As an article in Sunday’s New York Times discussed, the increasing prominence of scoring sites like PeerIndex, Twitter Grader, and Klout, is changing the way we perceive others online. By looking at nuanced data that goes beyond follower counts or number of retweets, for example, these services aim to present a more accurate measurement of users’ social influence. And, with so many brands throwing their hats into the proverbial social media ring, it’s something they should at least be paying attention to, if nothing else.
Several analytical issues complicate the search for influence. First, there is no common definition or formula for calculating influence. There are social media users who are active, frequently reaching large numbers of friends, while generating little impact. Conversely, there are highly persuasive and influential people with just a few friends, whose influence comes from virility among friends and friends of friends.
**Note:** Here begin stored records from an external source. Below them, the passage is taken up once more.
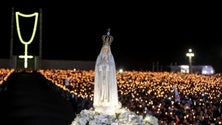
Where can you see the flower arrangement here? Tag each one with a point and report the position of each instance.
(121, 117)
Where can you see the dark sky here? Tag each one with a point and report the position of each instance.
(144, 33)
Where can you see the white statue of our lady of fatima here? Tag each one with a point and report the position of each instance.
(105, 83)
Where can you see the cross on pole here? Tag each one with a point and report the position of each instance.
(26, 56)
(190, 54)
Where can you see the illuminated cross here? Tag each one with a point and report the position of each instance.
(190, 54)
(26, 43)
(26, 56)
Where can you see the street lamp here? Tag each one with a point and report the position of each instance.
(190, 54)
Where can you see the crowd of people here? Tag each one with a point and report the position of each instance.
(154, 93)
(145, 92)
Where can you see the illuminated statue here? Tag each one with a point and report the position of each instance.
(105, 87)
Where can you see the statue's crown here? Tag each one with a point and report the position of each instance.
(107, 39)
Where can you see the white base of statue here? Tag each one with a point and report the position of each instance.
(107, 108)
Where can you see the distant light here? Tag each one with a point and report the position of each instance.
(207, 70)
(121, 70)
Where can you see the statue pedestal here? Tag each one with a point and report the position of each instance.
(107, 108)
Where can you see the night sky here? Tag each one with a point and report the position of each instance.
(144, 33)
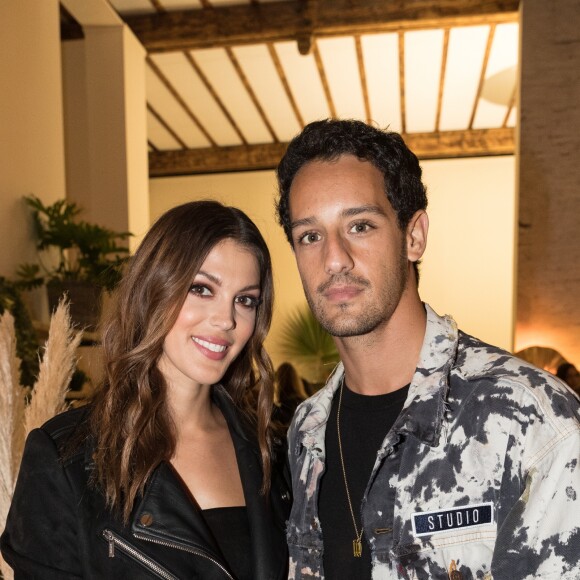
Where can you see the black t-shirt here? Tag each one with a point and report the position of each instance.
(231, 530)
(364, 423)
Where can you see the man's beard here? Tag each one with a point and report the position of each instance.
(374, 314)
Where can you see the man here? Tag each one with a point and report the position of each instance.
(428, 454)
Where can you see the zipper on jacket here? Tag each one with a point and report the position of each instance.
(185, 549)
(115, 541)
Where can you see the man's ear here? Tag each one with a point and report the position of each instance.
(417, 230)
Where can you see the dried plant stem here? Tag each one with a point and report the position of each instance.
(56, 370)
(11, 421)
(47, 398)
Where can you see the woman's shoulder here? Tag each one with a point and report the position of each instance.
(61, 426)
(68, 431)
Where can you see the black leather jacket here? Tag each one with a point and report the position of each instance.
(58, 527)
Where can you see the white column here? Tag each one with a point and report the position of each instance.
(105, 104)
(31, 121)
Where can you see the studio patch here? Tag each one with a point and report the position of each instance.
(469, 516)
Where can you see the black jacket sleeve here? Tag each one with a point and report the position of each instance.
(41, 536)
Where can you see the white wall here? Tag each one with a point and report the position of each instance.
(468, 267)
(31, 134)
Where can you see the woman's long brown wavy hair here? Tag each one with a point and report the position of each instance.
(130, 419)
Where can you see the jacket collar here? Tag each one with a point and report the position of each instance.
(167, 513)
(424, 408)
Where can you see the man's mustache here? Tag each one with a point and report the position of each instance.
(343, 280)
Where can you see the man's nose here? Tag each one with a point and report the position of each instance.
(338, 257)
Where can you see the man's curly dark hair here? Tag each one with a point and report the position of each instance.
(327, 140)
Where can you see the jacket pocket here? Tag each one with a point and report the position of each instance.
(116, 542)
(462, 554)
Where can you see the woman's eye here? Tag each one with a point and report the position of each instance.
(309, 238)
(199, 290)
(248, 301)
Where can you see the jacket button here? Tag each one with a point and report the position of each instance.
(454, 573)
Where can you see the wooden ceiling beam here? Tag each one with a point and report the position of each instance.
(445, 144)
(298, 19)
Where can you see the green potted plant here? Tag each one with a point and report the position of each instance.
(307, 345)
(75, 256)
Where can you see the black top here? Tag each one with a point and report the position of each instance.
(231, 531)
(364, 423)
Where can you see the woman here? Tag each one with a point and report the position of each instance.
(172, 471)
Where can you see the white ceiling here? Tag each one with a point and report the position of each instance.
(457, 78)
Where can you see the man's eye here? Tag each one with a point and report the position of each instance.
(199, 290)
(360, 228)
(309, 238)
(250, 302)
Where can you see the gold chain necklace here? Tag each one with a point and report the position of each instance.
(357, 542)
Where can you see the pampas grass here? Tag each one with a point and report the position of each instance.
(46, 399)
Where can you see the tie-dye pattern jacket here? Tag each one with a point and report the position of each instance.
(478, 478)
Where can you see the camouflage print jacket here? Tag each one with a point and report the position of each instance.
(478, 478)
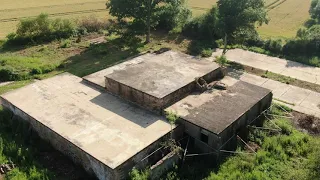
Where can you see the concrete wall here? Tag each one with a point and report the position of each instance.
(195, 132)
(164, 165)
(246, 118)
(77, 155)
(150, 102)
(135, 161)
(216, 141)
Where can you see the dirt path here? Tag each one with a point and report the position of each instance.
(273, 64)
(299, 99)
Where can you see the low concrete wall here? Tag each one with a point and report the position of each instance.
(77, 155)
(153, 103)
(137, 160)
(164, 165)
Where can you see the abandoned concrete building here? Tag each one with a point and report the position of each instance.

Tracking these networks and assigning values to influence—which itself is some combination of reach, acceptance, and persuasion—is a challenge.
Like so many things in the ever-evolving digital realm, at this point, it’s really too soon to place a value on these services, no matter how much buzz they’re getting. Why? Well, for starters, everything hinges on the unpublished assumptions that power mathematically “iffy” scoring algorithms. They’re the “secret sauce” and competitive differentiators for each of these so-called “tools.” If we don’t know how they work, what information they’re culling, and how they’re factoring and weighting it into a snappy numerical score, it’s difficult to say which one, if any, can actually be a valuable component of your brand’s strategy.
At the Kaplan Thaler Group, we are actively experimenting with these tools, but at this point we’re not confident on the baked-in methodologies of any of them. That’s why we’d caution anyone who places too much stake in their value judgments thus far. The truth is: everyone is eager for a scorecard that lets us automatically gauge our online influence—and that can be dangerous. It might be tempting to accept these and other similar services without looking too closely under the hood, but it’s imperative for marketers to exercise restraint and think critically first.